Is this the best way to solve the issue? Yes for the code shape: normalizing at the inline attachment boundary is the narrow shared fix before Anthropic and OpenAI mapping; the remaining blocker is real runtime proof, not a different implementation direction.

AGENTS.md: found and applied where relevant.

Codex review notes: reasoning high; reviewed against a17487bc9f69.

Label changes

Label justifications:

  • P1: The PR addresses a broken image-follow-up agent workflow that can make long-lived channel sessions go silent after provider rejection.
  • rating: 🦪 silver shellfish: Overall readiness is 🦪 silver shellfish; proof is 🦪 silver shellfish and patch quality is 🐚 platinum hermit.
  • status: 📣 needs proof: The PR needs real behavior proof before ClawSweeper can clear the contributor ask.

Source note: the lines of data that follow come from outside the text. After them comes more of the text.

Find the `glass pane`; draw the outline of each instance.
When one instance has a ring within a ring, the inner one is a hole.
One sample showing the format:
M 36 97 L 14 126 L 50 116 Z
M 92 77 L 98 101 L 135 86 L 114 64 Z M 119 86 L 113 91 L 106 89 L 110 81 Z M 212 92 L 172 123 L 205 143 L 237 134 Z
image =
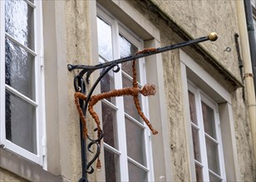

Needs real behavior proof before merge: Only focused before/after Vitest terminal output is supplied; please add redacted real channel/provider runtime output, recording, screenshot with diagnostics, or logs showing the fixed turn succeeds, then update the PR body to trigger re-review or ask for @clawsweeper re-review.
Evidence reviewed

PR surface:

Source +24, Tests +61. Total +85 across 2 files.

View PR surface stats
Area Files Added Removed Net
Source 1 27 3 +24
Tests 1 61 0 +61
Docs 0 0 0 0
Config 0 0 0 0
Generated 0 0 0 0
Other 0 0 0 0
Total 2 88 3 +85

What I checked:

  • Repository policy read: Read the full root AGENTS.md; its ClawSweeper PR policy and real-behavior-proof requirement affected this review. (AGENTS.md:1, a17487bc9f69)
  • Current main inline passthrough: Current main maps inline images with data: image.data and only filters image media type and non-empty data, so malformed inline data can reach provider mappers unchanged. (src/auto-reply/reply/agent-turn-attachments.ts:162, a17487bc9f69)
  • Provider base64 contract: The shared image content contract says image data is base64 encoded, and Anthropic/OpenAI mapper code directly embeds that field into provider base64 image payloads. (src/llm/types.ts:218, a17487bc9f69)
  • Provider passthrough surfaces: Anthropic builds source: { type: "base64", ... data: block.data }, and OpenAI Responses builds data:${item.mimeType};base64,${item.data} from the same image data field. (src/agents/anthropic-transport-stream.ts:283, a17487bc9f69)
  • PR patch shape: The PR imports canonicalizeBase64, adds ensureAsciiBase64, filters before mapping, and re-encodes non-canonical image data from latin1 bytes; tests cover the raw latin1 regression and existing filtering behavior. (src/auto-reply/reply/agent-turn-attachments.ts:160, 04f38d39e68b)
  • Linked bug report: The linked issue reports provider rejection for non-ASCII image.source.base64 after replayed/history image data reaches the provider as raw latin1/binary text.

Likely related people:

  • steipete: Path history ties the recent inbound history image feature to commit 8859e89, and recent Anthropic/provider work also appears under this handle. (role: feature owner and recent area contributor; confidence: high; commits: 8859e89e075e, 1188aa3b81ef; files: src/auto-reply/reply/agent-turn-attachments.ts, src/agents/anthropic-transport-stream.ts)
  • joshavant: Recent path history shows commit 491ce8b touching image attachment handling for Telegram/Ollama image delivery near the same attachment pipeline. (role: recent image attachment contributor; confidence: medium; commits: 491ce8b7535b; files: src/auto-reply/reply/agent-turn-attachments.ts, src/agents/pi-embedded-runner/run/images.ts)
What the crustacean ranks mean
  • 🦀 challenger crab: rare, exceptional readiness with strong proof, clean implementation, and convincing validation.
  • 🦞 diamond lobster: very strong readiness with only minor maintainer review expected.
  • 🐚 platinum hermit: good normal PR, likely mergeable with ordinary maintainer review.
  • 🦐 gold shrimp: useful signal, but proof or patch confidence is still limited.
  • 🦪 silver shellfish: thin signal; proof, validation, or implementation needs work.
  • 🧂 unranked krab: not merge-ready because proof is missing/unusable or there are serious correctness or safety concerns.
  • 🌊 off-meta tidepool: rating does not apply to this item.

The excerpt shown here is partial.